The most difficult part for CPSI Senior Program Manager Stephen Routledge is that within our system, while there are some methods of sharing adverse events and near misses for certain things like medications, there is no system-wide mechanism or repository for learning from our mistakes across locations, facilities or provinces. This stands in stark contrast to the airline industry, which radically changed its ways after a TWA plane crash in 1974 in Virginia that killed all aboard. Investigators soon uncovered that a United Airlines plane had narrowly missed the same fate, just weeks earlier, after receiving similar clearance instructions from air traffic control. Although United shared this knowledge with all their own crews, there was no method or expectation of sharing it with other airline operators.
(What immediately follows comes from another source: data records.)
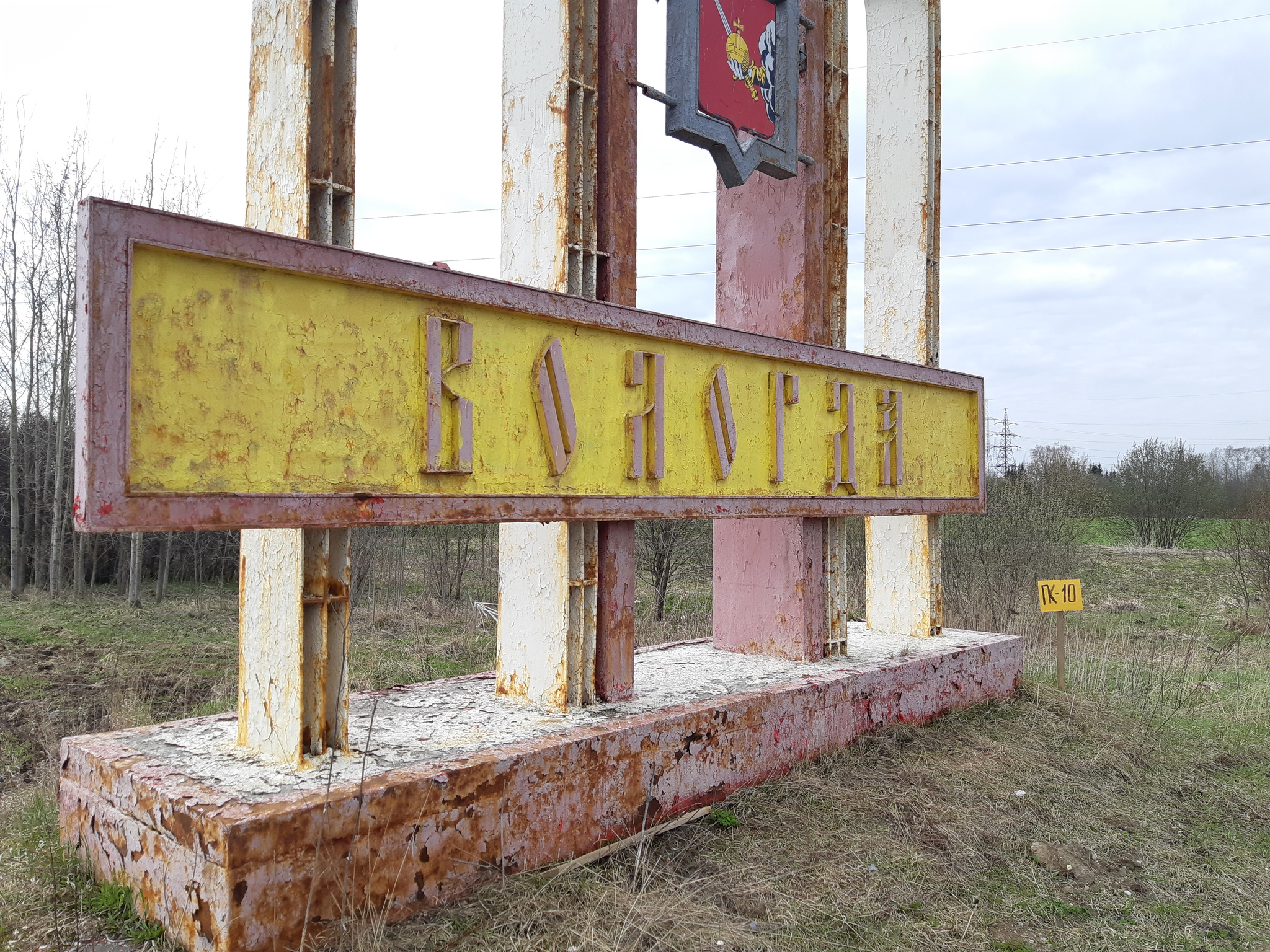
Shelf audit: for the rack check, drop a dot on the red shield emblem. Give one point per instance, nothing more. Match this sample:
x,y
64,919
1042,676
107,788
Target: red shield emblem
x,y
737,68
This tragedy, as Stephen pointed out, was a turning point for safety culture in the airline industry. From that point on, transparency was the rule for everyone from baggage handlers to pilots. In fact, failing to report a safety concern can result in a reprimand.
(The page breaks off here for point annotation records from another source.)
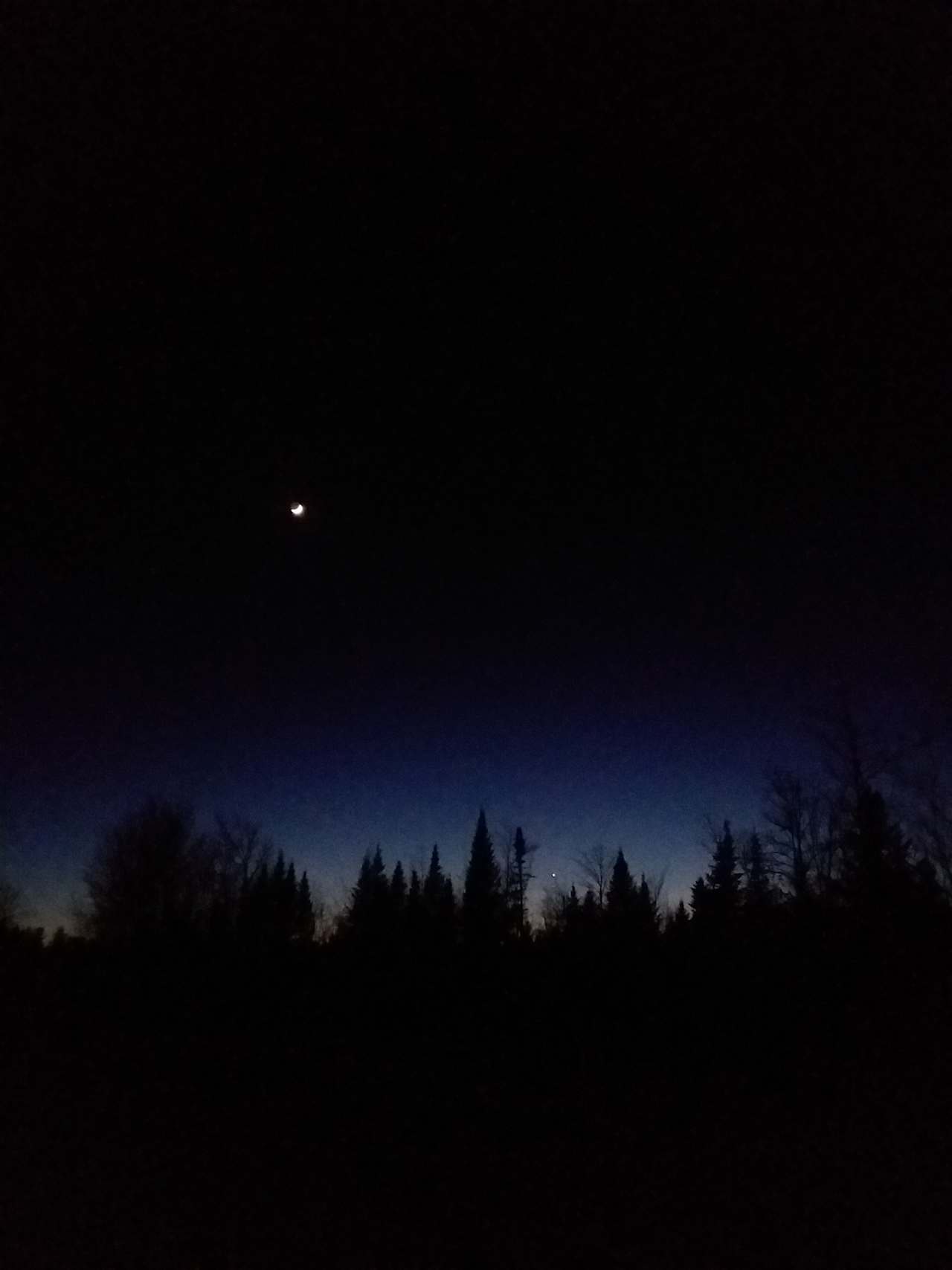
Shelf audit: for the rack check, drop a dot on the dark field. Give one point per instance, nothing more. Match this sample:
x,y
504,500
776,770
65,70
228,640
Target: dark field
x,y
212,1112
“It’s a cautionary tale about the dangers of interorganizational silence,” said Stephen, “and one that we should listen to in the healthcare system.” Comparisons with the aviation industry are made all the time, but it’s not a model that would fit seamlessly into a system as complex and multi-layered as the healthcare system. That’s doesn’t mean change isn’t possible.

Right now, Stephen says, the priority within the International patient safety community is learning and sharing across organizations and borders. There are tools for making that happen: one is called Global Patient Safety Alerts. “It’s a searchable and free tool that provides alerts and recommendations to help you and your organization prevent, respond to and learn from patient safety incidents and risks identified elsewhere,” he said.

The statistics are stark and frightening, the goal of excellent care hasn’t changed, and as Canadian Patient Safety Week pulls us into its orbit for another year, the challenge is finding our inner voice. Stephen closed with a simple call to action – “With #ConquerSilence, we have a chance to learn from one another.”